シルバー川 アスファルトの道路からダートな道に曲がってすぐ、10時10分くらいに最初のトイレストップがあった。
 六輪駆動車の隣に見えているのが、シルバー川である。さわってみたら、予想通り、かなり冷たいお水だった。水道というよりホースみたいなものが設置され、飲むこともできる。ドライバーさんは、5リットル入るというタンクを持参して汲んでいた。
 長袖Tシャツに長袖シャツ、ウィンドブレーカを羽織っても寒い。昨日よりもかなり気温が低くなっている。
 六輪駆動車は、相当に無骨な車である。乗り心地も決していいとは言えない。これまで六輪駆動車に乗ったことなどないし、この先も多分ないだろうなぁと思う。

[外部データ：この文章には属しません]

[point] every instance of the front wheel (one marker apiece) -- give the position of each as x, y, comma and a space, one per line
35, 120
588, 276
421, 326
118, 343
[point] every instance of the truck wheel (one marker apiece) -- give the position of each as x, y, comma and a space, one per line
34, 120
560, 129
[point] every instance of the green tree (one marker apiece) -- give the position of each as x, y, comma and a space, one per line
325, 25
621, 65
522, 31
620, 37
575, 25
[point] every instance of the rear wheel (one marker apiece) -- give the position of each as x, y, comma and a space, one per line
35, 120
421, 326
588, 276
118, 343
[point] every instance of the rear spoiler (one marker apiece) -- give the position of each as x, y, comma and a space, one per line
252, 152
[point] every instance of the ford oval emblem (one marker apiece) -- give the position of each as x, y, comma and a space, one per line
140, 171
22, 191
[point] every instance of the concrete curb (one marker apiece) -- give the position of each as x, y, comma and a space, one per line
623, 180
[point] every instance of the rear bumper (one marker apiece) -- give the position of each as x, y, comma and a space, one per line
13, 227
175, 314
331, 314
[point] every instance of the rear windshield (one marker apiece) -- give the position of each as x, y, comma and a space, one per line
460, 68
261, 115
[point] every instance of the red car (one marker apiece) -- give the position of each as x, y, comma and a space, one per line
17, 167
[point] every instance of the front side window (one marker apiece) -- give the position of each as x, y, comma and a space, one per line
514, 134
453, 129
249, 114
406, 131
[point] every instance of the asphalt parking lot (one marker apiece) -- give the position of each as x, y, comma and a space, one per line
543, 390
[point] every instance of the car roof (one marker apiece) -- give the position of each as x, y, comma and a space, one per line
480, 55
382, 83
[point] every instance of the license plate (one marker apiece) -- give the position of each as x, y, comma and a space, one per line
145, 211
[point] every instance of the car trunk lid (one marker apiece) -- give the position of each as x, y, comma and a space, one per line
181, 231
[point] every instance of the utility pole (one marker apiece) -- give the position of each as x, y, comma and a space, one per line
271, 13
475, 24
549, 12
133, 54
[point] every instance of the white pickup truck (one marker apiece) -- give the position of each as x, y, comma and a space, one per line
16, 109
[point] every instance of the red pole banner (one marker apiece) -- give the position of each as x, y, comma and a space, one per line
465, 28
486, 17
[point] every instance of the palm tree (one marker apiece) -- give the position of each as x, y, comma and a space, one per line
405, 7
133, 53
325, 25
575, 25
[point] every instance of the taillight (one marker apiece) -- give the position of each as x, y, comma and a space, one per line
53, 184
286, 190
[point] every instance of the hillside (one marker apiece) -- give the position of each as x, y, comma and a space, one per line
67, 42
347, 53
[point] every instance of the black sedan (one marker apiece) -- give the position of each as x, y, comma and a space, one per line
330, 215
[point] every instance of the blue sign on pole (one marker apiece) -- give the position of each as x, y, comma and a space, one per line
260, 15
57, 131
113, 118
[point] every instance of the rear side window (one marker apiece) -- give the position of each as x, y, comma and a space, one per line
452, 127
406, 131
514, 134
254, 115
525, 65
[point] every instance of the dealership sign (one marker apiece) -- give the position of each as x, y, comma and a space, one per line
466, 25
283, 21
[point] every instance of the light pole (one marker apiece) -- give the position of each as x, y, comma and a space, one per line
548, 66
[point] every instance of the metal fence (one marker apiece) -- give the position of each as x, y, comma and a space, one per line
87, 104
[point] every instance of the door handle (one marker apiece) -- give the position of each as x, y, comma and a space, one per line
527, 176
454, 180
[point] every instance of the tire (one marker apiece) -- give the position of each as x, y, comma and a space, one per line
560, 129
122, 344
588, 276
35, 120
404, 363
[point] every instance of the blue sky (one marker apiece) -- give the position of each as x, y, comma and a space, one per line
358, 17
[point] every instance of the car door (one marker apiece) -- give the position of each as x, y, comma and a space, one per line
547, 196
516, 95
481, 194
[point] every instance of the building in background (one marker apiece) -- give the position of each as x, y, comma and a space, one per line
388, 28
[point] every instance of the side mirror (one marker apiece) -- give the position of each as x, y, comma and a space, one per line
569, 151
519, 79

 このダートの道は、ビリュチンスキー峠にハイキングに行く人のために作られた訳ではなく、さらに先にある地熱発電所に行くための道だそうだ。
 火山があれば地熱発電所があり、温泉がある。いいところだ。
 しかし、カムチャツカでは働くところがあまりないので、若者たちは大学からモスクワに行ってしまうという。
 ここまでの道で牛を結構見かけた。ソ連時代のジャガイモ畑が(理由は忘れてしまったけれど)放置されて草原になり、そこで牛を放し飼いにしているのでカムチャツカの牛乳は美味しいんだとガイドさんが自慢する。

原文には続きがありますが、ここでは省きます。